BSRC Alexander Fleming.
Brief Bioinform. 2021 May 20;22(3). doi: 10.1093/bib/bbaa156.
The study of differential gene expression patterns through RNA-Seq comprises a routine task in the daily lives of molecular bioscientists, who produce vast amounts of data requiring proper management and analysis. Despite widespread use, there are still no widely accepted golden standards for the normalization and statistical analysis of RNA-Seq data, and critical biases, such as gene lengths and problems in the detection of certain types of molecules, remain largely unaddressed. Stimulated by these unmet needs and the lack of in-depth research into the potential of combinatorial methods to enhance the analysis of differential gene expression, we had previously introduced the PANDORA P-value combination algorithm while presenting evidence for PANDORA's superior performance in optimizing the tradeoff between precision and sensitivity. In this article, we present the next generation of the algorithm along with a more in-depth investigation of its capabilities to effectively analyze RNA-Seq data. In particular, we show that PANDORA-reported lists of differentially expressed genes are unaffected by biases introduced by different normalization methods, while, at the same time, they comprise a reliable input option for downstream pathway analysis. Additionally, PANDORA outperforms other methods in detecting differential expression patterns in certain transcript types, including long non-coding RNAs.
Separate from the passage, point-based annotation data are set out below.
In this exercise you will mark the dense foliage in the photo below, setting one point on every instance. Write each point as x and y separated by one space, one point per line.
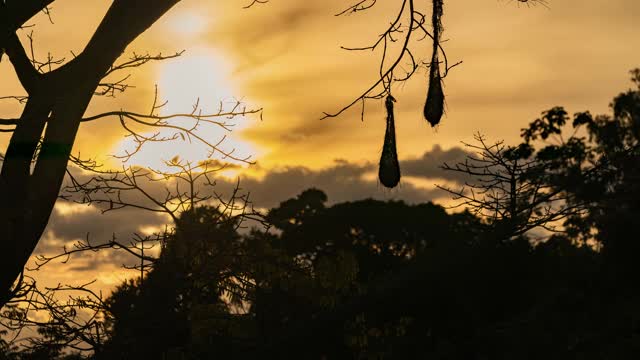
372 279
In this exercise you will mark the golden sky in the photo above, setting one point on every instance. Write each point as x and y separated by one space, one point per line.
285 57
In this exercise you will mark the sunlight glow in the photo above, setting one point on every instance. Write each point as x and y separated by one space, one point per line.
197 77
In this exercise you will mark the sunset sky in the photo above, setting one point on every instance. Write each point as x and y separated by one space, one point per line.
285 57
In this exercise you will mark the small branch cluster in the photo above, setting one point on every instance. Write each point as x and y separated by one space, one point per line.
407 27
510 190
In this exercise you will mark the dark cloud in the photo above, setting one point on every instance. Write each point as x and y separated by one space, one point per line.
343 181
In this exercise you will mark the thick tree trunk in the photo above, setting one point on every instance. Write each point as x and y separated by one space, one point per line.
57 102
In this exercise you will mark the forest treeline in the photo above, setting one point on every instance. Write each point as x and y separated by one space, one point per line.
543 265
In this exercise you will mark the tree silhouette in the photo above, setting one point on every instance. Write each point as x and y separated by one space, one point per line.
58 94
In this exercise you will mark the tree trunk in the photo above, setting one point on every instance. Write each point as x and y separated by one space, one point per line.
57 102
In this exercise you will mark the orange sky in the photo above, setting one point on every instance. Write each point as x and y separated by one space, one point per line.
285 57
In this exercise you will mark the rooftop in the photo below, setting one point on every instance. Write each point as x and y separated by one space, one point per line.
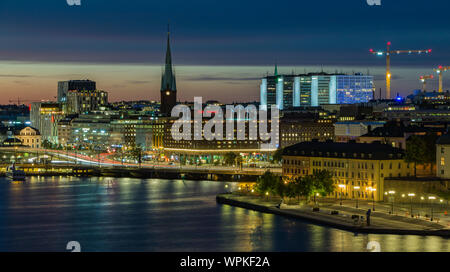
351 150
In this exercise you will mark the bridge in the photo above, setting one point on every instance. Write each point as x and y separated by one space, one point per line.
83 165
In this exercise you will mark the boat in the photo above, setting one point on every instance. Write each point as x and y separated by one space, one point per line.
15 174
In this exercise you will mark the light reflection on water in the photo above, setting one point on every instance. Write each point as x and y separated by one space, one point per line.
106 214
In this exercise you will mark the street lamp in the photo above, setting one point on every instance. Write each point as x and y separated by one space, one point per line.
411 195
373 197
357 195
342 186
392 193
431 198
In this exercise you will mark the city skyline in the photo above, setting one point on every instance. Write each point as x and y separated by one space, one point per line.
217 60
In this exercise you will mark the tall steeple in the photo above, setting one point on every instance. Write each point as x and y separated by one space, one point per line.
168 82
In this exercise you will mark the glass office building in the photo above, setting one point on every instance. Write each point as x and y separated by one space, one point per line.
314 89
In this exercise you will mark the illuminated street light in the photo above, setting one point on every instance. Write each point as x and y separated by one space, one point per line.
342 186
357 195
411 195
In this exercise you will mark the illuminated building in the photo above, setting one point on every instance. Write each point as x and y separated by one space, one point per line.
90 131
30 137
65 129
396 134
351 130
304 126
44 117
85 101
315 89
443 157
357 169
74 85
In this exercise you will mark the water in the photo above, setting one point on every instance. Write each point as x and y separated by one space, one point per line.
44 214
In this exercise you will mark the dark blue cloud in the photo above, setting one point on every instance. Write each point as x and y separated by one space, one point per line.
223 32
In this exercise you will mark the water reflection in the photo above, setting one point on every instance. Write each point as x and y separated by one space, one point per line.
109 214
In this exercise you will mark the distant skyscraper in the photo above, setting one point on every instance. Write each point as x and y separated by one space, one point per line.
168 84
315 89
74 85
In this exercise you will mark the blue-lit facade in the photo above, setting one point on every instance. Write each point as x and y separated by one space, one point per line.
352 89
287 91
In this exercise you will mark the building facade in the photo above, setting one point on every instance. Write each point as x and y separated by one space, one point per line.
443 157
30 137
44 117
90 131
73 85
358 169
352 130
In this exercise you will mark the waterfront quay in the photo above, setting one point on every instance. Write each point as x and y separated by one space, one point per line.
344 217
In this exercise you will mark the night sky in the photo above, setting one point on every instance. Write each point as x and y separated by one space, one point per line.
220 48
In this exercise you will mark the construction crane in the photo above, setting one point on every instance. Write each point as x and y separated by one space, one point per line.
424 81
388 54
440 70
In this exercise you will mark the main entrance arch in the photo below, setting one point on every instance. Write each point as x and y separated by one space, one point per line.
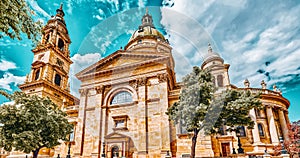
119 145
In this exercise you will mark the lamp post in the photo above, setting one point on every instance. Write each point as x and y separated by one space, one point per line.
103 150
168 154
283 151
69 150
238 134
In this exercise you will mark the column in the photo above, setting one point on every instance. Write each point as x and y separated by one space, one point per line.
142 113
256 138
272 126
283 124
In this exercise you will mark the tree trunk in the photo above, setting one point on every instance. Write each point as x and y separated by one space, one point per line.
35 153
194 141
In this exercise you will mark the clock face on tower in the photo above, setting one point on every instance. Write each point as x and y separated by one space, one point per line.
59 62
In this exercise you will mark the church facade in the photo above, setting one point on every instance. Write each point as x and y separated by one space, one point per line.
124 97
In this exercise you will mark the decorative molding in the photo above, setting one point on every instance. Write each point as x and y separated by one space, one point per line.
99 89
83 92
142 81
162 77
133 84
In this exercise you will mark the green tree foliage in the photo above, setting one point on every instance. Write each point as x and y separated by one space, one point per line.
16 18
31 123
201 108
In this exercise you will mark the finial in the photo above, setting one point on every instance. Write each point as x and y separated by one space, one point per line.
61 4
247 83
59 11
209 48
263 84
146 10
275 87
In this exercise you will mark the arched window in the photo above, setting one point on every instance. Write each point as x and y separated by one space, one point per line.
61 44
121 98
261 130
220 80
37 74
257 111
214 80
242 131
57 79
115 151
47 38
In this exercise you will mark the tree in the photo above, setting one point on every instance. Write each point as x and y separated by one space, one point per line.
31 123
16 17
200 108
293 144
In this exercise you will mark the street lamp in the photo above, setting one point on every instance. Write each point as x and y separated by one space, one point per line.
69 146
238 134
283 151
69 155
103 150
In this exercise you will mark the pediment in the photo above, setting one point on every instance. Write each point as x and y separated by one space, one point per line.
120 59
115 135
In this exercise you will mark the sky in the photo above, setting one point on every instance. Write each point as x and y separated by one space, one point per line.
259 39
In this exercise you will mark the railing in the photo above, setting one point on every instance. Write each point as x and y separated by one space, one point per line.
263 91
72 108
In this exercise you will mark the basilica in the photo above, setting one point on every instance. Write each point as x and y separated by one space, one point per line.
124 97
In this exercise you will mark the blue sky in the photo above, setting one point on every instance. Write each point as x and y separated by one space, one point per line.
260 39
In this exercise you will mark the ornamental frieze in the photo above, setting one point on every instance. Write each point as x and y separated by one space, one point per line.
142 81
162 77
83 92
99 89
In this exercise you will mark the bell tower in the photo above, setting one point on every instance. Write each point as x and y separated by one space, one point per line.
51 63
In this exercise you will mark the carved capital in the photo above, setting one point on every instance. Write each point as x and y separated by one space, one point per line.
83 92
162 77
133 84
99 89
142 81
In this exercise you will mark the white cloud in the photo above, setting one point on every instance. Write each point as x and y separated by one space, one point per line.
80 62
9 79
7 65
278 45
37 8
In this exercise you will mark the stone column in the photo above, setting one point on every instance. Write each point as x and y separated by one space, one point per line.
272 126
283 124
142 118
256 138
79 127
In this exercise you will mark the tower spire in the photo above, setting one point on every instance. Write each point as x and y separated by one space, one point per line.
59 11
146 10
209 48
61 4
147 20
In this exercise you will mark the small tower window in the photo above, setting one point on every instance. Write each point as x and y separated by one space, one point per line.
261 130
121 98
57 79
37 74
47 38
242 131
61 44
220 80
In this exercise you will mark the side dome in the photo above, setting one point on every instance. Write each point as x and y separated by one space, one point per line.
211 58
146 31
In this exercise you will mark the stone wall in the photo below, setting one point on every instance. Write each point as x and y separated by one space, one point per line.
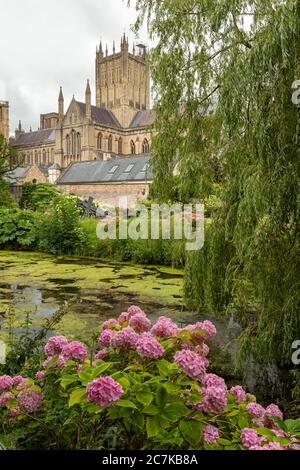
109 193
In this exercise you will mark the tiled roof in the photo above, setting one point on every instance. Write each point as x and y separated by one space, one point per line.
122 169
35 138
101 115
143 119
13 176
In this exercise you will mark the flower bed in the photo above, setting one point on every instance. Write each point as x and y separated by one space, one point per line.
147 387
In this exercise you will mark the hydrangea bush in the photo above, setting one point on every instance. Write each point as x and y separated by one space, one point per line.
147 387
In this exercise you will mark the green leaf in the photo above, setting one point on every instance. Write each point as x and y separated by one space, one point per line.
125 404
266 432
153 426
161 397
292 425
190 430
77 396
175 410
145 398
243 422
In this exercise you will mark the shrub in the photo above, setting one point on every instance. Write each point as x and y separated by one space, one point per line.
18 228
146 388
38 196
61 232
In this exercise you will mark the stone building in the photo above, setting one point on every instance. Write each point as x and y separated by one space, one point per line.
119 124
111 181
4 119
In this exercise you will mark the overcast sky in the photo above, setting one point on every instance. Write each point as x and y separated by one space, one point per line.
45 44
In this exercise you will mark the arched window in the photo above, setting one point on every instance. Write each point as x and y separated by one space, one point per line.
132 146
78 143
110 143
145 146
99 141
73 143
68 145
120 145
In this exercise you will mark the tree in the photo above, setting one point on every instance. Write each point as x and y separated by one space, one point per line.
223 75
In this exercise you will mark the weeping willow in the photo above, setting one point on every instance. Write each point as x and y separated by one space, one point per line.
222 78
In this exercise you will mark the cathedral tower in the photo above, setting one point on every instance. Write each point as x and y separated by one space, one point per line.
4 119
122 81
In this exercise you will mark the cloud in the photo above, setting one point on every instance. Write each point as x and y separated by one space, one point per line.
47 44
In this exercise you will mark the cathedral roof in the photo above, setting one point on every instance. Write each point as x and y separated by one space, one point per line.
122 169
35 138
143 119
101 115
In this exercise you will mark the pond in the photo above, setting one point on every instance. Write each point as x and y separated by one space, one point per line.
34 286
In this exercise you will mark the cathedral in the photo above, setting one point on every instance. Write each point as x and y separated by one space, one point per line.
118 126
4 119
100 150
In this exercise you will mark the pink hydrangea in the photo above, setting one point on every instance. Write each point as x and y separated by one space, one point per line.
40 375
100 354
139 322
124 317
29 400
5 398
133 310
148 346
54 345
14 412
256 410
104 391
250 438
213 380
209 328
19 380
165 327
191 363
75 350
6 383
210 434
125 339
105 338
110 324
269 446
238 392
274 410
60 362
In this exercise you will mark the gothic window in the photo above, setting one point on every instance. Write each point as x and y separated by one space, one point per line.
73 143
78 143
110 143
145 146
68 145
120 145
99 141
132 145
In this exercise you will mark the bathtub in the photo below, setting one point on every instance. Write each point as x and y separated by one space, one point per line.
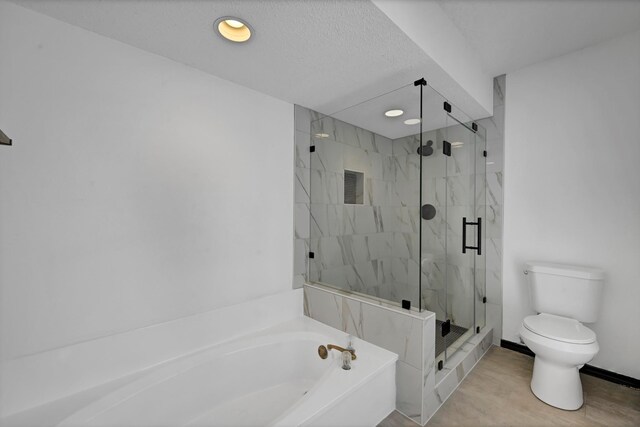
270 378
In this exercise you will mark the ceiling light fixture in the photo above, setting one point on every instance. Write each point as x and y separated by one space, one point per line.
393 113
233 29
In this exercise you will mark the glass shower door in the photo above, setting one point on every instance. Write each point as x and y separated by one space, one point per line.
464 157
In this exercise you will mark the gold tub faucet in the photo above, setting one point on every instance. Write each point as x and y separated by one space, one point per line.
323 351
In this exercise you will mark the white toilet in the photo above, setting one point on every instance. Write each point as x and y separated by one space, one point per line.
564 296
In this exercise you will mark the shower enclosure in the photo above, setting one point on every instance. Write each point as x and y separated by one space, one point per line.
397 202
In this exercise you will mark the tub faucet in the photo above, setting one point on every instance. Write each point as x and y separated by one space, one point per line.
323 351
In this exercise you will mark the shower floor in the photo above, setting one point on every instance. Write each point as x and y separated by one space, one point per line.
456 332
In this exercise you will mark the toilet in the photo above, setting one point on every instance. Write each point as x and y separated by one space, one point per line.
564 296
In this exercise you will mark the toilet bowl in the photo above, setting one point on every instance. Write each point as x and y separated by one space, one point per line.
563 296
562 346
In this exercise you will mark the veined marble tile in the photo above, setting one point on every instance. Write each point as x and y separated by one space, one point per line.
408 192
326 187
302 185
434 166
388 218
395 332
302 154
499 90
388 168
301 217
356 159
385 275
413 274
323 125
300 250
328 156
329 252
434 300
302 118
460 309
433 275
460 281
360 219
379 193
409 391
380 245
325 307
399 270
382 145
494 286
407 167
494 254
492 220
495 155
494 320
352 319
325 220
494 188
355 249
407 220
460 190
434 191
405 245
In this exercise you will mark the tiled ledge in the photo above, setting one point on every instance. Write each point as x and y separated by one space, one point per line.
372 301
421 389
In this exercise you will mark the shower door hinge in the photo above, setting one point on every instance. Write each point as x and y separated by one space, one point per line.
4 139
446 148
446 328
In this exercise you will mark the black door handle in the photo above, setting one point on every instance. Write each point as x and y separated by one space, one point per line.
478 223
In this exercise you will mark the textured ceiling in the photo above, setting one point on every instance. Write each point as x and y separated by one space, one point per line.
330 54
509 35
326 55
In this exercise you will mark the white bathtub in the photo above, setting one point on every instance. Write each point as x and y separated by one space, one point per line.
274 377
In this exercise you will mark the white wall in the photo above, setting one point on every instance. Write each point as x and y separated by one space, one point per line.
138 189
456 71
572 185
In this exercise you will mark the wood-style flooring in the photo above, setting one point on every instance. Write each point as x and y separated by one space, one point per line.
497 393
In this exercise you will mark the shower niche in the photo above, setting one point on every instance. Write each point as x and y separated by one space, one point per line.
397 200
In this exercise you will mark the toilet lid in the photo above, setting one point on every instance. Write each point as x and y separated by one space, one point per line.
559 328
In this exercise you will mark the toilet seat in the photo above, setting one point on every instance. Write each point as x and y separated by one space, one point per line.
559 328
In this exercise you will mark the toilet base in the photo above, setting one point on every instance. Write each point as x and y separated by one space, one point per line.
557 385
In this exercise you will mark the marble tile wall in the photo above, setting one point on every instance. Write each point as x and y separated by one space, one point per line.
408 333
420 387
373 248
493 217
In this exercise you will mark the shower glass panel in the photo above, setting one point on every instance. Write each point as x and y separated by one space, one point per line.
365 199
398 205
464 159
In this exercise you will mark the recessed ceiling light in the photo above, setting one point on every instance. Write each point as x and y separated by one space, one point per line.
394 113
233 29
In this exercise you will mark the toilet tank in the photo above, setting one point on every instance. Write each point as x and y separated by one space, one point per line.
565 290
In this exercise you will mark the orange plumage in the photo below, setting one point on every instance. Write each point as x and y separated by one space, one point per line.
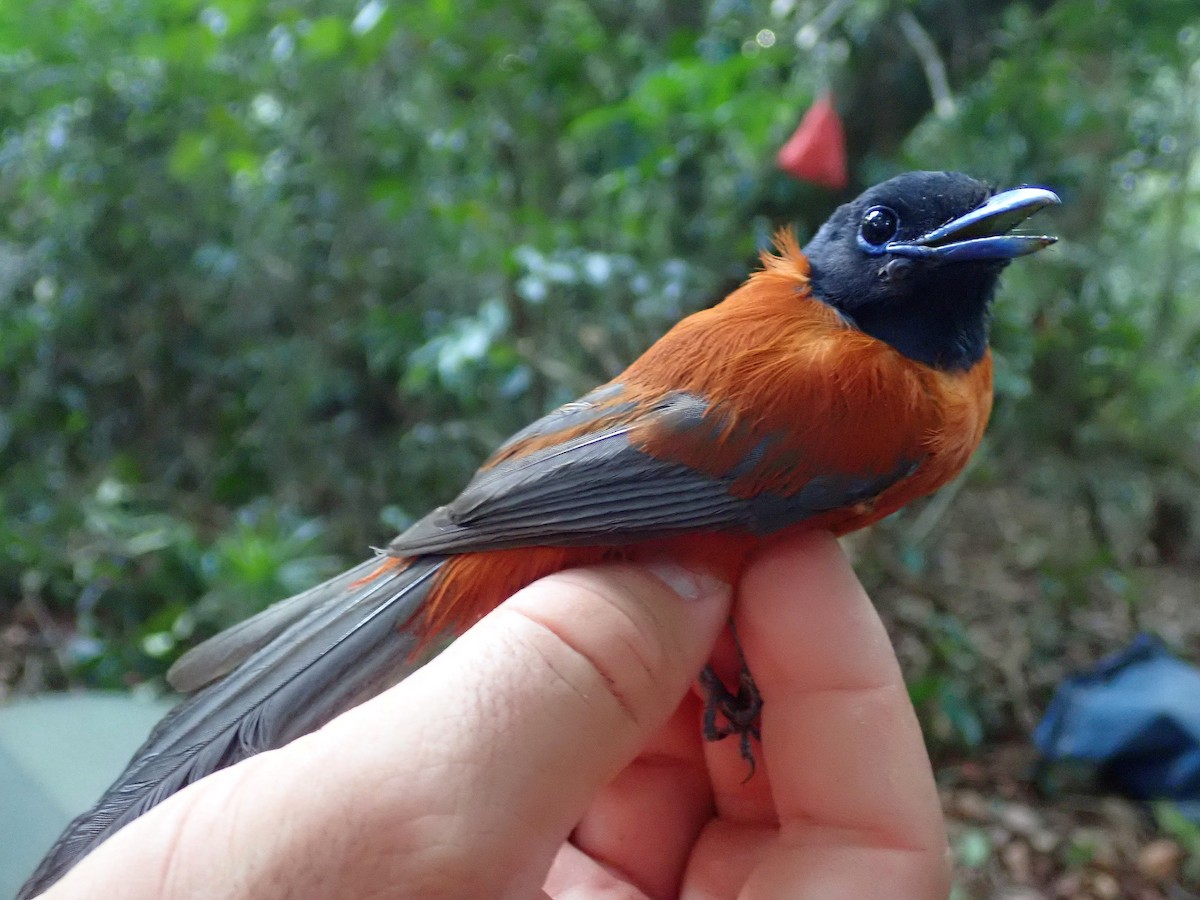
774 343
833 388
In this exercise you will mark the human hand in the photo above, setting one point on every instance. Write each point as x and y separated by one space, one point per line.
556 747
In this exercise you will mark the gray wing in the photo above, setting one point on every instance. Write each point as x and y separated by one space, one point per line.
597 487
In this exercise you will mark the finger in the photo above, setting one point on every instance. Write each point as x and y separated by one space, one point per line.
645 822
531 713
851 779
462 780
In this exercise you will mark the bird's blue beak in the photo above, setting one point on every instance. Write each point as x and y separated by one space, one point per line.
983 233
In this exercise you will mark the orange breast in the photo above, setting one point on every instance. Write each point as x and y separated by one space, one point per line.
791 385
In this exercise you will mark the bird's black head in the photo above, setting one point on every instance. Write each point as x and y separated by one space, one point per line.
915 261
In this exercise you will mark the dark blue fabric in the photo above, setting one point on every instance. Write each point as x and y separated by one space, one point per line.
1137 715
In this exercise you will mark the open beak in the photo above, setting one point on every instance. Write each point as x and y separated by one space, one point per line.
984 233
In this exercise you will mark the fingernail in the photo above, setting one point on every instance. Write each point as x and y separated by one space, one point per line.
685 582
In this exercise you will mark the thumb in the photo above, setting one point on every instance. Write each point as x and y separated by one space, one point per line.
465 779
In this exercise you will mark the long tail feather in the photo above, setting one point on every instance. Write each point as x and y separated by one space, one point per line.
346 642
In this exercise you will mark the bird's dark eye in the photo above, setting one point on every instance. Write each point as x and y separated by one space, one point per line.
880 225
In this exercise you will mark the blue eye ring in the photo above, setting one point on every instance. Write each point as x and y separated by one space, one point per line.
880 226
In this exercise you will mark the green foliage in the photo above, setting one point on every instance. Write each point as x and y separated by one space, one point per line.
274 277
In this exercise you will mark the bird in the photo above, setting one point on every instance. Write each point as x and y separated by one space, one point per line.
831 389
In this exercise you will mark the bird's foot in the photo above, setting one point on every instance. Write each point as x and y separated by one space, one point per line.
741 709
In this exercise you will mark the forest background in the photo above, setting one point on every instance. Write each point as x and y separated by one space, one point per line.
276 276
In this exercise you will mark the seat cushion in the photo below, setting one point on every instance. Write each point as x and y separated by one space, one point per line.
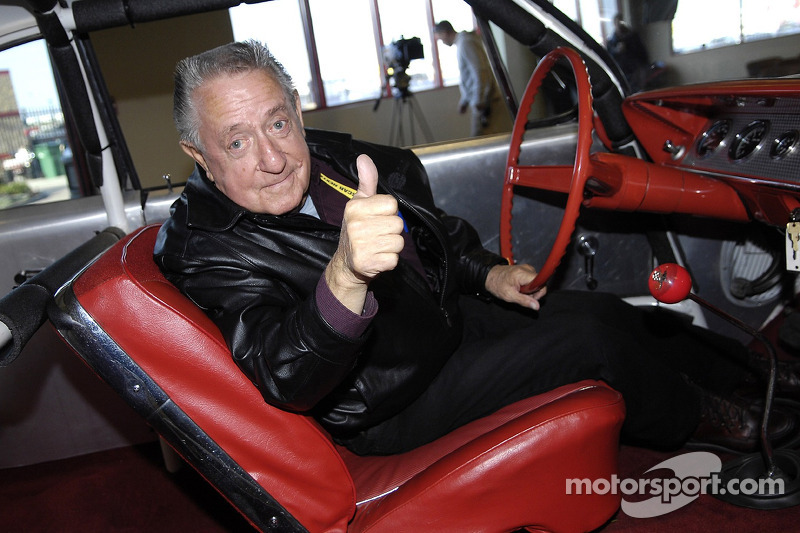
502 472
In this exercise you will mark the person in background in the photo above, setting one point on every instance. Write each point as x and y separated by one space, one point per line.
479 91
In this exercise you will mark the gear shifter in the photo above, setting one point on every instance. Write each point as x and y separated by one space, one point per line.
587 247
671 283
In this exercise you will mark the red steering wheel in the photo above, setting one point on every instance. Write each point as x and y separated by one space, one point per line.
551 178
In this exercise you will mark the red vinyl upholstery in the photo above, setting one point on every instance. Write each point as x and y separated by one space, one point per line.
501 473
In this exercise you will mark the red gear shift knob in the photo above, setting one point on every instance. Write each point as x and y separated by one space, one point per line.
670 283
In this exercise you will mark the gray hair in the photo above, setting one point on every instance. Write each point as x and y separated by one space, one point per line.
192 72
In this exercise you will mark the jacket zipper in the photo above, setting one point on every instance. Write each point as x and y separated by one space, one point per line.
408 207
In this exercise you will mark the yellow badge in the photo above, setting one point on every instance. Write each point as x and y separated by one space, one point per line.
344 189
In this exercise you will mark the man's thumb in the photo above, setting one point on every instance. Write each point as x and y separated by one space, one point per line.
367 177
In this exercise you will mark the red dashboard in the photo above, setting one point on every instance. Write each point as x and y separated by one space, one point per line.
725 149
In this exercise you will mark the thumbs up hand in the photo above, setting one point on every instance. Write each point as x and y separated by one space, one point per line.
370 241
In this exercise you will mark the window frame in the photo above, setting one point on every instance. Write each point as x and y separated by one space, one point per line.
317 83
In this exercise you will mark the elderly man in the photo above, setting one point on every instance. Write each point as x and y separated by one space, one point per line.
344 292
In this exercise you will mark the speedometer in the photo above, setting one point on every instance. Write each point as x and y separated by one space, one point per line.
713 137
748 140
784 144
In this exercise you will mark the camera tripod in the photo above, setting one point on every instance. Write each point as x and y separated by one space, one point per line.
403 100
406 101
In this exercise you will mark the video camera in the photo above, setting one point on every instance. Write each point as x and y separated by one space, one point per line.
397 56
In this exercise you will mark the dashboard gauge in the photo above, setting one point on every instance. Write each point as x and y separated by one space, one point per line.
713 137
784 144
748 140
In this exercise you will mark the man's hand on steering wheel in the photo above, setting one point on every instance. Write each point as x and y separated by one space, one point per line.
505 282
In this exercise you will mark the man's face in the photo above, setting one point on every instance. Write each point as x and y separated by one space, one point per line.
254 144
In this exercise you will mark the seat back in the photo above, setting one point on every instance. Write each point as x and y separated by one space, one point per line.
166 358
170 362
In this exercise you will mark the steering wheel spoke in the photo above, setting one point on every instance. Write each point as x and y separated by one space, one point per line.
557 178
548 177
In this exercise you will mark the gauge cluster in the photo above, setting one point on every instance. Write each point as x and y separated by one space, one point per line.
751 137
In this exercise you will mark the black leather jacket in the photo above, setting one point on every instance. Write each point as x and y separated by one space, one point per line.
255 275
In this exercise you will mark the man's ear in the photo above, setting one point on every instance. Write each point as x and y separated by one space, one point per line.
298 109
197 155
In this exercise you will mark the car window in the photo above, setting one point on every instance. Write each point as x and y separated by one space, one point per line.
37 163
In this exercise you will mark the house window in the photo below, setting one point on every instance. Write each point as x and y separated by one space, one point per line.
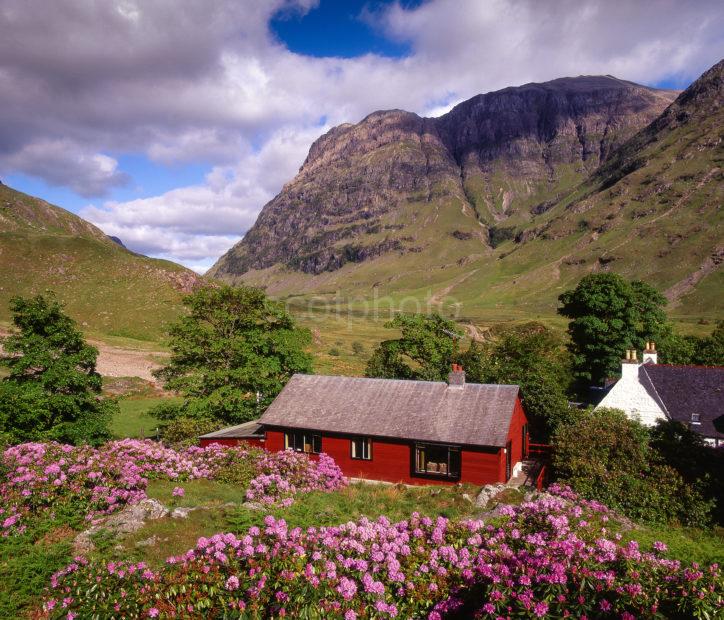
361 448
303 441
438 461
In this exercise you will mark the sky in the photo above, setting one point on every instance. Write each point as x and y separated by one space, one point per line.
170 123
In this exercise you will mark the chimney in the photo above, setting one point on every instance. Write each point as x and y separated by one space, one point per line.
630 365
650 355
456 378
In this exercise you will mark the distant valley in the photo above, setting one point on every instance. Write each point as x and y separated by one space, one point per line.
496 207
107 288
486 213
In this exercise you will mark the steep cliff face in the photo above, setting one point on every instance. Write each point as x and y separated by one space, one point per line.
498 155
518 145
495 208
通过 RNA-Seq 研究差异基因表达模式是分子生物学家日常工作中的一项常规任务,他们产生了大量需要妥善管理和分析的数据。尽管 RNA-Seq 数据的标准化和统计分析方法已经得到了广泛的应用,但仍然没有被广泛接受的黄金标准,而且关键的偏差,如基因长度和某些类型分子检测的问题,在很大程度上仍未得到解决。受这些未满足的需求以及缺乏对组合方法在增强差异基因表达分析方面的潜力的深入研究的刺激,我们之前在介绍 PANDORA P 值组合算法的同时,还提出了证据证明 PANDORA 在优化精度和灵敏度之间的权衡方面具有优越的性能。在本文中,我们介绍了该算法的下一代,并更深入地研究了其有效分析 RNA-Seq 数据的能力。特别是,我们表明,PANDORA 报告的差异表达基因列表不受不同归一化方法引入的偏差的影响,同时,它还是下游通路分析的可靠输入选项。此外,PANDORA 在检测某些转录类型(包括长非编码 RNA)的差异表达模式方面表现优于其他方法。